At the tender age of 22 when I look back on my life in a state of self-reflection I see the Ashna who used to be a people pleaser. I look back and remember all the minutes, hours, days and years I spent craving acceptance from others. I saw categories all around, in which I was placed so elegantly by society. Rather than being seen as an individual who exudes positivity, strives to make a difference and someone who selflessly gives her time and talents to the world, I was trapped within the confines of a label. A label that many young women are also stamped with.

Growing up, I struggled with my weight since day one. I’ve had emotional breakdowns in dressing rooms. I’ve experienced loved ones telling me to my face that I was “too fat,” “too unhealthy,” “too this and too that,” but all that resonated with me was this: “I’m not good enough. I’ll never be good enough, unless…”

Unless what?! Unless I lose weight and fit the mold that my family and society wanted me to fit into? Unless I live my life according to the standards of the people around me? Unless I do exactly what my parents wanted me to do? That’s some BS! Why was it so hard for them to see me? It was like I was physically present but invisible to those around me. I felt trapped in a cage and someone threw away the key. No spares, no escape route.

Time went on. Years flew by and I vowed to myself that I wouldn’t live my life at the expense of other people’s never-ending laundry list of expectations.

“My worth shines from the inside out, rather than the outside in.”

With daily self-affirmations and starting on this journey of self-discovery has taught me to love myself. A concept I was so unfamiliar with. Self-discovery to me = learning every facet there is about yourself. What you like or dislike. Understanding your goals and dreams in life. What breathes meaning into your existence and sets your soul on fire? Growth to me = self-evolution. A state of constant change, a beautiful synergistic collision of molecules, atoms and elements that create your physical being. A word that allows you to accept who you were yesterday, prepare for who you are today and be astonished by who you’ll be in the future.

The past 365 days of my life…

I transitioned from a place where I craved the love and affection of others. Validation was huge for me, no matter where its source. Family, friends, peers, mentors, strangers etc.. the list goes on but the vicious cycle stops now. In the past year I’ve grown mentally and physically. I feel like I’m finally learning to accept who I am, what I want out of life and respecting my body as the vessel through which I experience life.

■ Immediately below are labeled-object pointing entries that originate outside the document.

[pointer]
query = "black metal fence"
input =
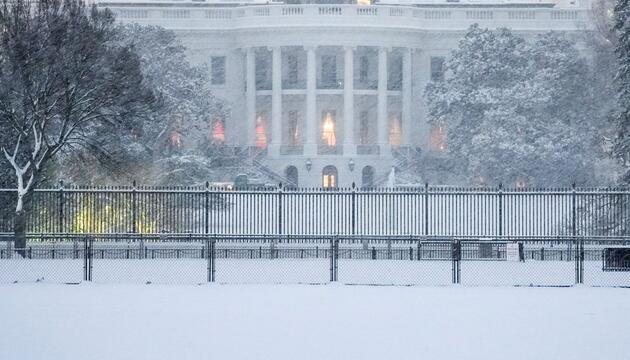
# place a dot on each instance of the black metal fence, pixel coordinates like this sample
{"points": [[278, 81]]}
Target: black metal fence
{"points": [[427, 211], [313, 259]]}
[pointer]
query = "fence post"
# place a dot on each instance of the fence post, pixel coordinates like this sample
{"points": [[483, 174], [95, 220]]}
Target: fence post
{"points": [[581, 256], [336, 257], [279, 210], [500, 194], [333, 260], [456, 254], [207, 209], [426, 209], [61, 205], [87, 258], [208, 257], [573, 220], [211, 256], [134, 208], [141, 248]]}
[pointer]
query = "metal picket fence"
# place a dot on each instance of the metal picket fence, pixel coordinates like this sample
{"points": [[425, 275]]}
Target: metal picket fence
{"points": [[315, 259], [424, 210]]}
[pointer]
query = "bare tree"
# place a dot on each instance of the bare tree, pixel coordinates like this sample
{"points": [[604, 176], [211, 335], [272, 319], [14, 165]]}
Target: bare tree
{"points": [[62, 74]]}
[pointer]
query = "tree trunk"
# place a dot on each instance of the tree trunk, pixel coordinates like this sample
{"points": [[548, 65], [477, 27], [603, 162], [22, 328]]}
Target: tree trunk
{"points": [[19, 228], [20, 222]]}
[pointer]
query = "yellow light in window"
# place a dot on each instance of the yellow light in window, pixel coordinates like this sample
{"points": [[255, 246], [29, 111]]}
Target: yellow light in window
{"points": [[437, 138], [395, 133], [328, 131], [329, 181]]}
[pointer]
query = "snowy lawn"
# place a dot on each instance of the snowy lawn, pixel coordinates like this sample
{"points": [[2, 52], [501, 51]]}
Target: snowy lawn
{"points": [[299, 322]]}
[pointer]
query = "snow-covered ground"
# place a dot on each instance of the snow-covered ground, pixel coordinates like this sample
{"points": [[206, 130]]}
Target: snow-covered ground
{"points": [[300, 322]]}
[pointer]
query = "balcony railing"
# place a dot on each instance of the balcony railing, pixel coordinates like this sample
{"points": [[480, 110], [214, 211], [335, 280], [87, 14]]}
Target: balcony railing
{"points": [[368, 150], [291, 149], [294, 84], [329, 149], [329, 84], [532, 16]]}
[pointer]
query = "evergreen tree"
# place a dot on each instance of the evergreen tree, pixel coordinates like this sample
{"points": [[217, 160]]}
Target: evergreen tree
{"points": [[622, 50], [517, 111], [62, 74]]}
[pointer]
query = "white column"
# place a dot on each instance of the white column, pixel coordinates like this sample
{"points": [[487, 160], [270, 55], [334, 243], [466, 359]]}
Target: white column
{"points": [[406, 96], [310, 146], [382, 123], [349, 148], [276, 102], [250, 121]]}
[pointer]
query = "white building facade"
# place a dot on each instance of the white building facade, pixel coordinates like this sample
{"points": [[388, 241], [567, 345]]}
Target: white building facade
{"points": [[332, 94]]}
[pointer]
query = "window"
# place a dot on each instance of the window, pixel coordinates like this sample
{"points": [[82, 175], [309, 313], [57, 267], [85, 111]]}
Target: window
{"points": [[329, 70], [395, 131], [437, 137], [394, 80], [364, 66], [328, 128], [367, 177], [261, 132], [290, 173], [262, 73], [437, 68], [218, 70], [292, 65], [218, 131], [329, 177], [364, 128], [293, 128]]}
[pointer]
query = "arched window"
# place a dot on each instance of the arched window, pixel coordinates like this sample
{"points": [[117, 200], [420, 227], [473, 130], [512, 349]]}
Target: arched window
{"points": [[367, 177], [290, 173], [329, 177]]}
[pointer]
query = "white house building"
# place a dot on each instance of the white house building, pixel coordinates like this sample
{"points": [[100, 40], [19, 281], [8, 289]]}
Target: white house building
{"points": [[332, 94]]}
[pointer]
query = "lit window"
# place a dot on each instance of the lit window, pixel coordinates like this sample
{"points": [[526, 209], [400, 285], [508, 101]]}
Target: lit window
{"points": [[364, 67], [437, 68], [364, 129], [292, 69], [395, 131], [218, 70], [175, 139], [437, 138], [329, 177], [293, 128], [329, 70], [261, 135], [328, 129], [218, 131]]}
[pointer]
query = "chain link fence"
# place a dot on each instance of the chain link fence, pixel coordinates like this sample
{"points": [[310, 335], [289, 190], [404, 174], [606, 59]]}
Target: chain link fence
{"points": [[316, 259]]}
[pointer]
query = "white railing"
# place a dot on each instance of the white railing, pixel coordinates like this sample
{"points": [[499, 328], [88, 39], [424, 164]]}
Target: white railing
{"points": [[183, 16]]}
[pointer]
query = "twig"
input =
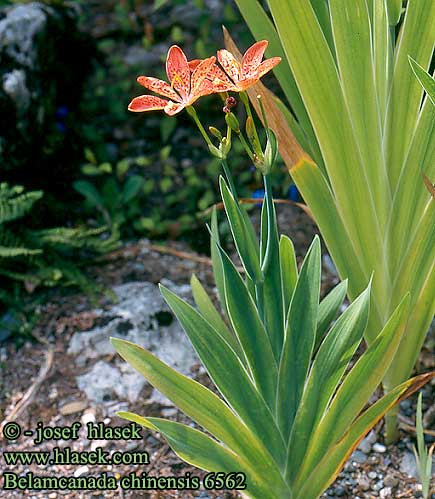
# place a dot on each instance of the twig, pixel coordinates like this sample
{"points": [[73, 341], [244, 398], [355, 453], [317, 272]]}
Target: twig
{"points": [[32, 390]]}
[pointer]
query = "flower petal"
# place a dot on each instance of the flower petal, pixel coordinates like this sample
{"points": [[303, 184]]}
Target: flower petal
{"points": [[193, 64], [147, 103], [230, 64], [158, 86], [252, 58], [177, 69], [267, 65], [220, 80], [172, 108], [200, 74]]}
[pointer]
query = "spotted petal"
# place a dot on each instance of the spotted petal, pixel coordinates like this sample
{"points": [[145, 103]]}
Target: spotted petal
{"points": [[147, 103], [173, 108], [159, 87], [220, 80], [199, 75], [267, 65], [194, 64], [252, 58], [230, 64], [177, 69]]}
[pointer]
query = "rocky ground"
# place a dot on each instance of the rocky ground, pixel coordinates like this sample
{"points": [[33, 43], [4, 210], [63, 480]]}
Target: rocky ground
{"points": [[85, 381]]}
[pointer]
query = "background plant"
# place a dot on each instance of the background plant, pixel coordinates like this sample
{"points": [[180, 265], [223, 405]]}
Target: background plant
{"points": [[289, 426], [31, 257], [293, 406], [364, 134]]}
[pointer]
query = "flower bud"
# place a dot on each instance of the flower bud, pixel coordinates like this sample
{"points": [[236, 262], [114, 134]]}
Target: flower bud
{"points": [[225, 146], [214, 131], [230, 102], [252, 137], [270, 152], [218, 153]]}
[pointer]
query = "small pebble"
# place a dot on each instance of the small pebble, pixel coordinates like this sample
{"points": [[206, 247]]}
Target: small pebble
{"points": [[340, 491], [391, 481], [378, 485], [385, 492], [81, 471], [364, 483], [377, 447], [88, 417], [358, 457]]}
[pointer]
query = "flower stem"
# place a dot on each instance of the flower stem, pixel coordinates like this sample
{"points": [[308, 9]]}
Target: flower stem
{"points": [[244, 98], [245, 145], [230, 181]]}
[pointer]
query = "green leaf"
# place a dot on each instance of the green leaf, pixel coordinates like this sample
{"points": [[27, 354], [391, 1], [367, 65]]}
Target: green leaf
{"points": [[201, 451], [247, 251], [299, 339], [289, 270], [224, 366], [271, 270], [416, 39], [249, 330], [208, 310], [326, 373], [425, 79], [88, 190], [199, 403], [321, 476], [353, 41], [328, 310], [216, 261], [394, 11], [356, 389]]}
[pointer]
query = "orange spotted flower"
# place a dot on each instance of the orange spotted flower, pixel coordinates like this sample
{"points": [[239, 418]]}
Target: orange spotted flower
{"points": [[251, 69], [187, 84]]}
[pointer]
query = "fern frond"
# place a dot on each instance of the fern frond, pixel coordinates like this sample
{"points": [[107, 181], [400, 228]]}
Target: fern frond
{"points": [[8, 252], [14, 205]]}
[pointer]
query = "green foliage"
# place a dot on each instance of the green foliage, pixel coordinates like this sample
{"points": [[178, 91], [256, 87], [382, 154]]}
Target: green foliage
{"points": [[292, 405], [358, 111], [423, 455], [33, 257], [150, 195]]}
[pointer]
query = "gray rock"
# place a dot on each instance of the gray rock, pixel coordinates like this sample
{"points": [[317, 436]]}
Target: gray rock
{"points": [[408, 465], [364, 483], [18, 32], [141, 316], [104, 382], [377, 447], [358, 457], [378, 486], [38, 75], [385, 492], [391, 481]]}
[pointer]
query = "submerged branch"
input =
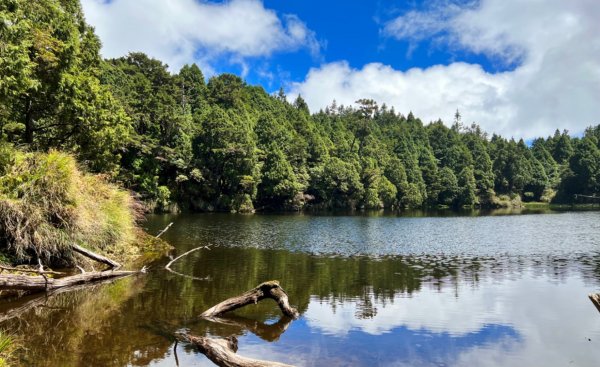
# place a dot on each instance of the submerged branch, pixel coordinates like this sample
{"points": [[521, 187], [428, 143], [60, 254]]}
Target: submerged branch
{"points": [[222, 352], [97, 257], [43, 283], [168, 266], [164, 230], [267, 332], [37, 271], [270, 289], [595, 298]]}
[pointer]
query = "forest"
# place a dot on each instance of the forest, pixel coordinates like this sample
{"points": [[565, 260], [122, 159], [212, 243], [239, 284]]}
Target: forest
{"points": [[182, 142]]}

My 6-word memoir is my identity now. I take full responsibility for my own happiness and use each day to fuel my growth as an individual in this vast world. Rather than waiting for people to know me and understand me, I channeled all that energy and focus onto myself. Who knew being in a relationship with yourself could be so fulfilling! 🙂

All I can say now is this, loving yourself should be a priority. There is no one out there who has the same attributes, talents and gifts that you do. Take time each day to show some self-love to your mind, body and soul. Let your inner light shine! The universe awaits you.

“Inhale the future, exhale the past.”